With all of this in the works, monitoring commonly used online applications such as email and instant messaging seems primitive by comparison.
Ultimately, Internet surveillance is nothing new. Although it may have serious implications for some – activists and community organizers, for instance – the average citizen may be blissfully unaware.
“In general, I think people should think about their privacy,” Chong advises. “Not only with respect to the government, but also corporations.”
He continues: “The most important point is that, you have to be clear about what you're trying to guard against. There are a multitude of actors that have different agendas, and a bunch of technologies that do different things.”
Given this reality, Chong thinks that users should always be aware that their activity could be monitored and take whatever precautions they feel is necessary.
These are decisions that we each must make for ourselves. Tools like Tor or Virtual Private Networks (VPNs) may be possibilities for those who want more anonymity on the internet, or to bypass potential local government wiretaps. But for some it may be as simple as properly configuring their Facebook privacy settings and protecting their Twitter account.
Others, meanwhile, have taken the approach adopted by anti-death penalty activist Rachel Zeng, one of three activists investigated for selling the book Once a Jolly Hangman: Singapore Justice in the Dock. Zeng simply refuses to be paralyzed by the thought of surveillance.

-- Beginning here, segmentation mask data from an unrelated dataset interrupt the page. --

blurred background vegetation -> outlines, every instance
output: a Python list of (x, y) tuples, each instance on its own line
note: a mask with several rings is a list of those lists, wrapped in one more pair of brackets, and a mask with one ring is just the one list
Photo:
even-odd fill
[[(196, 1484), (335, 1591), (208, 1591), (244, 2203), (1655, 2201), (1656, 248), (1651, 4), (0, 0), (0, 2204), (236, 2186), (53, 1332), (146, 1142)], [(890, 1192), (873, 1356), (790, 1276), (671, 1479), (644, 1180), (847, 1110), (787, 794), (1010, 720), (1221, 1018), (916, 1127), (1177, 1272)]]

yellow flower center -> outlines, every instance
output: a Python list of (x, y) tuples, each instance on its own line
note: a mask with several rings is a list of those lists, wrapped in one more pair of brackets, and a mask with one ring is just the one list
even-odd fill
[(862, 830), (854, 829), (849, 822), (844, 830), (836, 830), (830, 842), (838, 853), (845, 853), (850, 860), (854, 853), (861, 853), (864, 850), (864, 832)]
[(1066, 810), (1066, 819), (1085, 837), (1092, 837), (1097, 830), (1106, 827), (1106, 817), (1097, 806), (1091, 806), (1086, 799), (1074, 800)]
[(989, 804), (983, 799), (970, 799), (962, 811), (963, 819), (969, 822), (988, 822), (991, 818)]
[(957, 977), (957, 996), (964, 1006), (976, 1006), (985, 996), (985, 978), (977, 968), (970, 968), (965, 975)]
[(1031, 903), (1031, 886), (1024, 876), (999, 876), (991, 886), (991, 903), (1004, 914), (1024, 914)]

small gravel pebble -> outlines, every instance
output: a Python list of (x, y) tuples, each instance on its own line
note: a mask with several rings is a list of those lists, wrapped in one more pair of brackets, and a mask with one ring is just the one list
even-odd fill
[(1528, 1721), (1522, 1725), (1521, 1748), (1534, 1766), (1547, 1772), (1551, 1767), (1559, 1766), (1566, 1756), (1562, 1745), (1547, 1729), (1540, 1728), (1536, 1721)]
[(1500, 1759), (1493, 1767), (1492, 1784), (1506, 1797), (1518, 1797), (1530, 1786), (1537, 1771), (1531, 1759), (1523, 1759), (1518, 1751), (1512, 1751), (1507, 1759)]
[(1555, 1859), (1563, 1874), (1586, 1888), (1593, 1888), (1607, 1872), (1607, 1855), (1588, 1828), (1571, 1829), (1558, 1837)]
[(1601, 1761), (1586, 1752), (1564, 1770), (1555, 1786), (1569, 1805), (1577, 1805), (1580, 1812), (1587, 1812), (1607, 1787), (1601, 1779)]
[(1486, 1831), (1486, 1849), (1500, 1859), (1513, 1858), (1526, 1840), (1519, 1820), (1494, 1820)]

“To be honest, I don’t care anymore because I have always been very open with my work,” she said. “It gets tiring when we keep looking behind our shoulders all the time and it got to a point where I just don't want to be bothered by it anymore.”
Kirsten Han is a writer, videographer and photographer. Originally from Singapore, she has worked on documentary projects around Asia and written for publications including Waging Nonviolence, Asian Correspondent and The Huffington Post.